What is it?
This is Nissan’s latest cross-over, a Qashqai in miniature of still stronger style. Huge wheelarch blisters, a tapering, turret-like glasshouse, a great grin of a grille and exceptionally shapely lamps give this five door hatch an admirably individual and tough-looking character.
The Juke’s direct competitors are rare but include the new Mini Countryman, the Kia Soul, the Suzuki SX-4/Fiat Sedici twins and Toyota’s near-invisible Urban Cruiser. Like these rivals this Nissan is a cross of supermini and SUV, its size placing it near the top of the segment in terms of scale.
Four-wheel drive – complete with rear axle torque-vectoring – is available, though only with the most powerful 187bhp 1.6 turbo and the highest trim, this car far more about on-roading than off. Other engines include a normally aspirated 1.6 of 85bhp, the likely best-seller (but unavailable for test) and the 109bhp 1.5 dCi diesel sampled here.
What’s it like?
This is a highly stylish car outside and in, and it has a fair depth of capability to go with it. Once you’ve absorbed the almost startlingly bold exterior there’s a pretty distinctive interior to enjoy too.
A high-mounted floor console and door trim details finished in metallic silver (attractive) or metallic red (a bit much) are complemented by quite a shapely dash, its canopied silver-rimmed instruments and gloss-black infotainment display diverting you from the fact that all of these structures are hard-surfaced.
There’s loads of stowage space – in contrast to the Qashqai – and aside from the need to manoeuvre knees and feet past the ‘B’ pillar into the rear, there’s plenty of room too, to be enjoyed from seating of some height.

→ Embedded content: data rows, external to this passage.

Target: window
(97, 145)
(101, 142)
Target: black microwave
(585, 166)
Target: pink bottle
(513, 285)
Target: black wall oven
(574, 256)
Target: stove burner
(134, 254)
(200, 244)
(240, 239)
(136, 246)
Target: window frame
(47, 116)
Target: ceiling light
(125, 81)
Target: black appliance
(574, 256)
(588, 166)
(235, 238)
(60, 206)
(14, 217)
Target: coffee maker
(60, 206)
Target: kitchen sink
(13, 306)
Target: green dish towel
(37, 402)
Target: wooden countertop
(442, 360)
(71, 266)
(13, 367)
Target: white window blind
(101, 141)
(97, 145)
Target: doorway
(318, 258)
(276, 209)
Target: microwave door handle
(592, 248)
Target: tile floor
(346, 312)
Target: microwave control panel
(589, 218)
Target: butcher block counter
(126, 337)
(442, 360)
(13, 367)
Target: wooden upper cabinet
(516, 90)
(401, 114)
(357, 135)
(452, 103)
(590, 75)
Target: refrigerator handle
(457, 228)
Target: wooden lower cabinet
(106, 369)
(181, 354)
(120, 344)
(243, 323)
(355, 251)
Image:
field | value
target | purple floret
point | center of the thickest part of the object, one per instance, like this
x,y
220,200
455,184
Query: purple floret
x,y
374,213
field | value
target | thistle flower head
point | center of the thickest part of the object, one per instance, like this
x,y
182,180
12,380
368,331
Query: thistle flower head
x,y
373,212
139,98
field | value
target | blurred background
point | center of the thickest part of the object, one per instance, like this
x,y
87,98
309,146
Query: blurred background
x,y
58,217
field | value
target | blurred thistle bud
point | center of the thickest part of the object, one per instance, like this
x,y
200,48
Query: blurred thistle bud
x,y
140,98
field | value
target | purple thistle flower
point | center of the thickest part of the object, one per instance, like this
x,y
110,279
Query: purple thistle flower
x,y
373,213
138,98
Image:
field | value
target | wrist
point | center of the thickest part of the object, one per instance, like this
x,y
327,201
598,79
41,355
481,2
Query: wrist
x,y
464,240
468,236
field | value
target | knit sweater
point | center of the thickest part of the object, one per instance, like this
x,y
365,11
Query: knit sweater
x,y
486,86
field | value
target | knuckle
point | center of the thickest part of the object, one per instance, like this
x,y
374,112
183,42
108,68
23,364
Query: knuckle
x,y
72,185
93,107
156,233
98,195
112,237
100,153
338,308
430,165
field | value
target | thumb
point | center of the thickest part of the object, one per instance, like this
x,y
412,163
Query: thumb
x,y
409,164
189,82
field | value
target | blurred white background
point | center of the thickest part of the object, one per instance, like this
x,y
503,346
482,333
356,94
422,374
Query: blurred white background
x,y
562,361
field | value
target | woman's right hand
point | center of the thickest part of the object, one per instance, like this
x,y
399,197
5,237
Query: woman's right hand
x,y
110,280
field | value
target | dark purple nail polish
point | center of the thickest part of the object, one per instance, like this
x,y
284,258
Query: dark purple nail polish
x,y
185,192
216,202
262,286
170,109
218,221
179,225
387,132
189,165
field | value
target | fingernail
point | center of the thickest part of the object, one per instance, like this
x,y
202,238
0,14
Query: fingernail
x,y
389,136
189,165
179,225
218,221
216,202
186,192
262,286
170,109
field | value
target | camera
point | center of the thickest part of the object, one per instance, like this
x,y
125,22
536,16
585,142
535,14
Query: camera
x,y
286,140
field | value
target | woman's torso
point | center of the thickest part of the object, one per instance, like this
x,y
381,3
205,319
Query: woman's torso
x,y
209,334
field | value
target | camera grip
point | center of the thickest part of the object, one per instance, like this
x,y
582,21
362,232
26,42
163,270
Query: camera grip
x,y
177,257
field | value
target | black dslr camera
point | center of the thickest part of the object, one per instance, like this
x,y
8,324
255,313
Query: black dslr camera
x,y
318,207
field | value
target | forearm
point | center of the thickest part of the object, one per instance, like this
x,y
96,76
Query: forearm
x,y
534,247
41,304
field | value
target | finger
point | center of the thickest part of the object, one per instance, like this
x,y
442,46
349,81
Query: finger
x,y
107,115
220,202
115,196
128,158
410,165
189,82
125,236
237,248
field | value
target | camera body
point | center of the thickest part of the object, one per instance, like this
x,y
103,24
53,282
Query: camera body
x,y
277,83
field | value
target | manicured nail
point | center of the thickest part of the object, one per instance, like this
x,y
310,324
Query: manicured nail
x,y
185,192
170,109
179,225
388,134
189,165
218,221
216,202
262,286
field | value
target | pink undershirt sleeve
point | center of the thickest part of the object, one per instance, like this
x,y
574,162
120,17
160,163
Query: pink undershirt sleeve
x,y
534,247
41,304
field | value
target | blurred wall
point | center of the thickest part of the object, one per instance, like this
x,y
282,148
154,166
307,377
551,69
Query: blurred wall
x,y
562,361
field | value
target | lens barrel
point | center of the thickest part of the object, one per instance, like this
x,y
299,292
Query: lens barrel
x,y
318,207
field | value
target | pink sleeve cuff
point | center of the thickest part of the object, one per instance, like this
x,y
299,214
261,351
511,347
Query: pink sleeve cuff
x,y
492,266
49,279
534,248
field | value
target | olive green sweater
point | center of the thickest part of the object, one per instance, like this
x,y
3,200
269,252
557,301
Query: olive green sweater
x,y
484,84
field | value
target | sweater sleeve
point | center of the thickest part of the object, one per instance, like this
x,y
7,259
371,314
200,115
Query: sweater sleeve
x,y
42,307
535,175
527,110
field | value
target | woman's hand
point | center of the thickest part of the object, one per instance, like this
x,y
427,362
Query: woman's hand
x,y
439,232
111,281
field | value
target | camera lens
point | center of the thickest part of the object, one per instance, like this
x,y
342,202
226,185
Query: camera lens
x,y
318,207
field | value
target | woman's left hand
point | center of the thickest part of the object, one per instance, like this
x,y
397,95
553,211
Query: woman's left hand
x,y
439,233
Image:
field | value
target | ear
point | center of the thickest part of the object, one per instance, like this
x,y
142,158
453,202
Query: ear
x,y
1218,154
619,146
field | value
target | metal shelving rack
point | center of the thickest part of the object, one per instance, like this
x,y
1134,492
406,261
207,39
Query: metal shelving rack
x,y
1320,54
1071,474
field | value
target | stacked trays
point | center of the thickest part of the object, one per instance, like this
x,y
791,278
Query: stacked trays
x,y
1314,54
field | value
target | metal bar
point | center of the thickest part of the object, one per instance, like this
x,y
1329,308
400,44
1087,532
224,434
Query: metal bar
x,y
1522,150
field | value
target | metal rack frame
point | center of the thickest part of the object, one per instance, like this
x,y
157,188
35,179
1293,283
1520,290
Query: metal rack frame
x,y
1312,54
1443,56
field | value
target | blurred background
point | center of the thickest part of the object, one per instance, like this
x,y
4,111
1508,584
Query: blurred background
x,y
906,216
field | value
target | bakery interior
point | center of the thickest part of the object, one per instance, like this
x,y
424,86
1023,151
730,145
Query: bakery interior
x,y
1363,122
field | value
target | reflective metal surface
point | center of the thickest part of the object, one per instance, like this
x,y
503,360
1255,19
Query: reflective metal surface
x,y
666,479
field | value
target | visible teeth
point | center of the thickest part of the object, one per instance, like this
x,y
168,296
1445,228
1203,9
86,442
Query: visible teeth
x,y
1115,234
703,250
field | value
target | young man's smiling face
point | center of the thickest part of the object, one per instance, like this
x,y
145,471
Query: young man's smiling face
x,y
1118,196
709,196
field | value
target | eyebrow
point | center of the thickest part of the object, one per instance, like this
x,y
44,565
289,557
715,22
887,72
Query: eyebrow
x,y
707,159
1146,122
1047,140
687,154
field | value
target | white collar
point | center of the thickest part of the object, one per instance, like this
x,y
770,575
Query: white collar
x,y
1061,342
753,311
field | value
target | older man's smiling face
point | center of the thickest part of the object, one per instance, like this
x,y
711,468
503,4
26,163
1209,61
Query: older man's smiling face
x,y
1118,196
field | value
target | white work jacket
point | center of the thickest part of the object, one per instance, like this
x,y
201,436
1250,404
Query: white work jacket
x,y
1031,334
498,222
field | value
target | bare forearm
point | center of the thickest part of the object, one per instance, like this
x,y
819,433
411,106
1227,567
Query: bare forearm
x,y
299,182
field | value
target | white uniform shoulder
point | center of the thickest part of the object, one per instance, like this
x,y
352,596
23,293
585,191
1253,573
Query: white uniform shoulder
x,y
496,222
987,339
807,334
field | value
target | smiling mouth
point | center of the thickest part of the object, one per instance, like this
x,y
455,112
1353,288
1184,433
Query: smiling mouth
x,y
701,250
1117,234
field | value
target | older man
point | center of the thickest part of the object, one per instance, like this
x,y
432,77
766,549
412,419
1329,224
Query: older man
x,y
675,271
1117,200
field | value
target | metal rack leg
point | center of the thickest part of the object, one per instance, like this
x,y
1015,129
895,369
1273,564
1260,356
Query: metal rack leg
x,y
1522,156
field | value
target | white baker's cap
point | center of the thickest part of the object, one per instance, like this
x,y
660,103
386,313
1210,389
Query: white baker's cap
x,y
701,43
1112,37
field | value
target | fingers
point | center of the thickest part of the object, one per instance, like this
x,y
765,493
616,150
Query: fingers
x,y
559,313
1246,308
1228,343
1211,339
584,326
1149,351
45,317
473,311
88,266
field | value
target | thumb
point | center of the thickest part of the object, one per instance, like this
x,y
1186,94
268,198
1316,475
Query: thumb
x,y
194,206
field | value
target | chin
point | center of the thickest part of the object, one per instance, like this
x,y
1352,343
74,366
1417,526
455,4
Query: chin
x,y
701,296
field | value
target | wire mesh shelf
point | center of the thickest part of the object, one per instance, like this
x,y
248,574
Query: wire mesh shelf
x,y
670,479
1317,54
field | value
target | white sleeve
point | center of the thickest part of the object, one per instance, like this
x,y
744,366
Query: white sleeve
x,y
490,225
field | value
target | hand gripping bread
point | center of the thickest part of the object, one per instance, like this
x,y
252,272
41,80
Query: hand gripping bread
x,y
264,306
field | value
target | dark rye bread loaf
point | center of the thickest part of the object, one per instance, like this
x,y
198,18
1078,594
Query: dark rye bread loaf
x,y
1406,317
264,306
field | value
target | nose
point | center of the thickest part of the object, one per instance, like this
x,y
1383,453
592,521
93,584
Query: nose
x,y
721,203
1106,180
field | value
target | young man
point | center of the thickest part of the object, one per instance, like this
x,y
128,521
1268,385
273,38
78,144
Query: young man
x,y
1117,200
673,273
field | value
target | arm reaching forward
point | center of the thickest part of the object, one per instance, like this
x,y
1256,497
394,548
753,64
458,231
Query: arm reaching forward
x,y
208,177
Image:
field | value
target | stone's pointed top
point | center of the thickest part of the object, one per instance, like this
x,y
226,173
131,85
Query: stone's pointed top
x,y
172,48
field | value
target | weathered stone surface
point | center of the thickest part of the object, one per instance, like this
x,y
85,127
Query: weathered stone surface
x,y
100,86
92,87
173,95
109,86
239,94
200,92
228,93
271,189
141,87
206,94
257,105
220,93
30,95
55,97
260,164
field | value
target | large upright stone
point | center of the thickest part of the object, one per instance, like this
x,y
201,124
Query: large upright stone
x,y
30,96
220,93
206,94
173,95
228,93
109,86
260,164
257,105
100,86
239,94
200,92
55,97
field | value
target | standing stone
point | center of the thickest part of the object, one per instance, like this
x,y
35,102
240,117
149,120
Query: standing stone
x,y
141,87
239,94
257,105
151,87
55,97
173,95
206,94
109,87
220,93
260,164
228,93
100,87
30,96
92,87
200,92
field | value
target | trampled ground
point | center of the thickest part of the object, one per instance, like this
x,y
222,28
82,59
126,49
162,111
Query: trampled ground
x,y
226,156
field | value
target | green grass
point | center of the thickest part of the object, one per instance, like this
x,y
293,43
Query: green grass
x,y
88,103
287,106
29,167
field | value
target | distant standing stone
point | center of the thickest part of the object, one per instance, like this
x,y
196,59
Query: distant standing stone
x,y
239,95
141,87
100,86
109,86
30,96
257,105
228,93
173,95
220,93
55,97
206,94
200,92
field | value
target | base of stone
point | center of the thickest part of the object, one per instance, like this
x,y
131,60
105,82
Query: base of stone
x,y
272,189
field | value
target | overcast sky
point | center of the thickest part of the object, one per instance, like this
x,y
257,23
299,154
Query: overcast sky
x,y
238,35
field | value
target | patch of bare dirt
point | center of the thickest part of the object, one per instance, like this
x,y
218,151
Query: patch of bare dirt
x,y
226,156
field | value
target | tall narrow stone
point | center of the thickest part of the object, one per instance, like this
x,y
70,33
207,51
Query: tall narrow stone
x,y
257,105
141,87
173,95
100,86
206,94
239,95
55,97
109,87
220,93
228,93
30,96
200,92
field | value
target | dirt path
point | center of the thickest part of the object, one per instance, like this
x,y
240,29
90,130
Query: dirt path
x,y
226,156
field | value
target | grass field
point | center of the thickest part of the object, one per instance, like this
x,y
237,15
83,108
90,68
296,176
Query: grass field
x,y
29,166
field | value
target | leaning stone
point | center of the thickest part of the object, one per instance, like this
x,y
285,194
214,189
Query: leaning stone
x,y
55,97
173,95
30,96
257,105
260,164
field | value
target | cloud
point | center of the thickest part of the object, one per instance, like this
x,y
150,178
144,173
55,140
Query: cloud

But the best on-board toy, found on all but the entry-level Visia, is the Nissan Dynamic Control System, this low-mounted panel toggling between a set of driving mode controls (Normal, Sport, Eco) and the climate control, the markings on the switches changing to suit either sub-system at the stab of a switch.
The Juke’s Renault-sourced diesel sounds lightly chattery on start-up, a characteristic that never completely fades, and the torque hole beneath the 1750rpm peak demands a firm right foot to get this not especially speedy machine to go.
But at its torque peak and beyond the motor pulls with conviction, especially if you master its six-speed stick, which shifts slickly in a north-south plane but can lose you between east and west. Occasional hesitancy and a clutch that needs nursing are minor powertrain glitches besides, and the brakes can be grabby too.
These flaws and largely numb steering don’t promise much on the dynamic front, but the Juke surprises with strong body control for a car this tall, decent understeer resistance and a ride that does a good job of taking the edge of sharp bumps. Throw in some grippily fat tyres and you have a car that can be hustled along back roads with enjoyable resolve, though you’d hardly confuse this diesel for a hot hatch.
Should I buy one?
As with the Qashqai, the Juke serves a compelling blend of qualities both emotional and practical. Not all will like its funkily chunky look, but whatever your view it’s very cleverly rendered, and the stylish cabin within is practical (small boot aside) and comfortable too.
The diesel powerpack is not the most polished but it’s good enough, the handling and ride are pleasingly effective, there’s sufficient civility and the Juke is well priced.
Which leaves only the higher-than-average CO2 emissions (it’s a cross-over, burdening the motor with more heft, more drag and fat tyres) to weigh against the fact that this is one of the most originally styled and appealing cars in the class. The Juke should be another Qashqai-like hit for Nissan.